What to Do Right Now
If you're a business leader, here are the three conversations you need to have with your IT team today:
First, ask whether CVE-2026-32201 (the April patch) has been applied. If the answer is "we're working on it" or "we haven't gotten to it," you have an active risk. That patch has been available for nearly three months and exploitation is confirmed.
Second, ask whether CVE-2026-45659 (the May patch) has been applied. Both patches should be treated as emergency deployments, not routine maintenance.
Third, ask whether your SharePoint server is directly internet-accessible. If it is, and the patches aren't applied, your exposure is significantly higher. Restricting access via a VPN or zero-trust network access layer while patching is in progress reduces immediate risk.
The Broader Lesson
Here's what this situation illustrates about modern cybersecurity: the tools you rely on most — your collaboration platforms, your productivity suites, your line-of-business applications — are exactly what attackers target most aggressively.
Security isn't just about protecting the perimeter. It's about continuously maintaining the security of the tools at the center of your operations. When CISA adds a vulnerability to its KEV catalog, it's not a theoretical warning. It's a confirmed signal that attacks are happening right now.
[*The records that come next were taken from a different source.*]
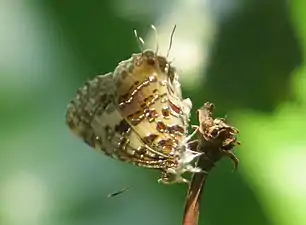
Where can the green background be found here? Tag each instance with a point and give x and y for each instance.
(256, 76)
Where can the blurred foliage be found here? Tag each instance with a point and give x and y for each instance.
(256, 76)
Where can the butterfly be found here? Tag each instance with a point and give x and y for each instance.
(136, 114)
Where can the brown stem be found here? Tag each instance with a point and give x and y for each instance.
(216, 139)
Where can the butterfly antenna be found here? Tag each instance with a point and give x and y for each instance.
(140, 41)
(171, 38)
(156, 38)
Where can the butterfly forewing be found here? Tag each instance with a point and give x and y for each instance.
(136, 114)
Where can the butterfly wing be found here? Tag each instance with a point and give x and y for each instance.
(93, 116)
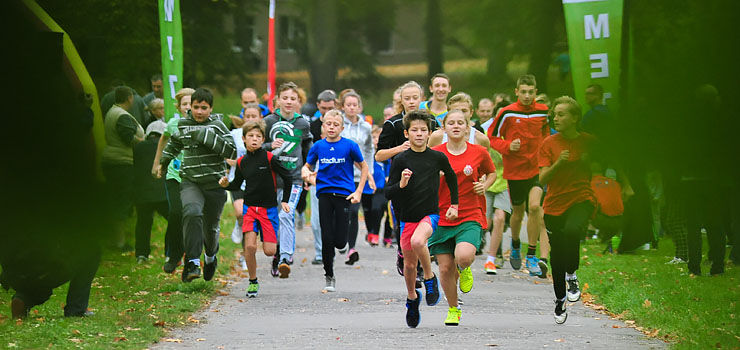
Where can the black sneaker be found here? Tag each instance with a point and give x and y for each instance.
(190, 272)
(171, 265)
(561, 314)
(412, 311)
(574, 291)
(210, 269)
(432, 290)
(274, 270)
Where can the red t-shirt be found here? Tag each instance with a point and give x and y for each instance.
(571, 183)
(526, 123)
(608, 194)
(469, 167)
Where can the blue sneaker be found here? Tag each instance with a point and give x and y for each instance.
(515, 259)
(533, 265)
(412, 311)
(432, 290)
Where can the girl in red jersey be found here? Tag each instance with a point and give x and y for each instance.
(455, 241)
(565, 167)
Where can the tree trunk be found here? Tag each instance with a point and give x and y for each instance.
(322, 45)
(434, 38)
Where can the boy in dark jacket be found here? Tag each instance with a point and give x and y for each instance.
(258, 167)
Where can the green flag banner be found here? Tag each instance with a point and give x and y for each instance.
(170, 32)
(595, 44)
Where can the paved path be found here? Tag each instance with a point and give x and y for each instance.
(508, 311)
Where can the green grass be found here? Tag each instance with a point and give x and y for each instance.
(690, 312)
(134, 304)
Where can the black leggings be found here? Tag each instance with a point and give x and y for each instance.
(334, 221)
(565, 233)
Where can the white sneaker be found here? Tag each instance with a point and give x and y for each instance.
(236, 233)
(243, 263)
(330, 284)
(675, 261)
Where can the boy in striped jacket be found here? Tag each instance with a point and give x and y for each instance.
(205, 142)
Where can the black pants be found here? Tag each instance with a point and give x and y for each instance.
(565, 233)
(201, 212)
(173, 245)
(38, 289)
(334, 221)
(705, 207)
(144, 222)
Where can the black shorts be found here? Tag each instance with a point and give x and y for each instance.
(519, 190)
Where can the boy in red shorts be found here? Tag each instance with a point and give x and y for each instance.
(260, 204)
(414, 183)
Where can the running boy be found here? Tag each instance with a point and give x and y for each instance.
(517, 133)
(289, 138)
(335, 187)
(260, 210)
(414, 184)
(455, 241)
(569, 204)
(205, 143)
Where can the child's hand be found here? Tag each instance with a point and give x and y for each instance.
(451, 213)
(405, 176)
(355, 197)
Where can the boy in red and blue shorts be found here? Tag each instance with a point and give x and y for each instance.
(260, 203)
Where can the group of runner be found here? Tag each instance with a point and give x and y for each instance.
(441, 182)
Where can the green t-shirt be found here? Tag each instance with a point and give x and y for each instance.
(173, 170)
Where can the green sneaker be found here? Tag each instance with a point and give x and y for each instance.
(453, 316)
(253, 289)
(466, 280)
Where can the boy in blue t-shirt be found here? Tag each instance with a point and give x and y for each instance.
(335, 187)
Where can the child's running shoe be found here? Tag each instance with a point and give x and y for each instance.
(574, 290)
(543, 268)
(253, 289)
(432, 290)
(490, 267)
(533, 265)
(516, 259)
(284, 269)
(274, 269)
(466, 280)
(453, 316)
(412, 311)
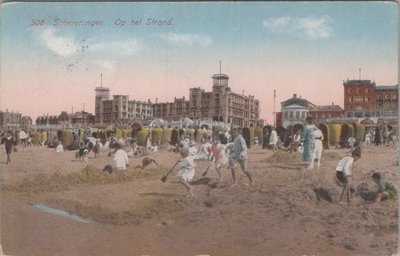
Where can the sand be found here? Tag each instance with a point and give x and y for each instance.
(287, 211)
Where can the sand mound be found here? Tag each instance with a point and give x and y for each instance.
(284, 157)
(142, 211)
(56, 182)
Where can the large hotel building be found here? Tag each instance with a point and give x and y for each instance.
(219, 104)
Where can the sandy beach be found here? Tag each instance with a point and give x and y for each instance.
(287, 211)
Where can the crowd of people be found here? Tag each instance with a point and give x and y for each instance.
(221, 150)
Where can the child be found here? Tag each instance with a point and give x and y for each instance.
(386, 190)
(121, 158)
(238, 155)
(218, 158)
(186, 173)
(147, 161)
(343, 171)
(9, 142)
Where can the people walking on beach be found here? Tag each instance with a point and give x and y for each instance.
(120, 157)
(308, 141)
(187, 171)
(274, 140)
(218, 159)
(8, 142)
(386, 190)
(318, 147)
(344, 171)
(238, 155)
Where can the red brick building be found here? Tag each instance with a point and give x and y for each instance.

At TrustPoint Cyber, we work with organizations to build the processes that close these gaps before attackers find them — regular vulnerability scanning, prioritized patch management, and continuous monitoring that doesn't wait for a CISA alert to take action. If your team is stretched thin and patches are falling behind, that's a risk your organization is carrying silently.
The question isn't whether SharePoint will be targeted. It already is. The question is whether your organization will be in the 1,300+ that haven't patched — or in the group that already has.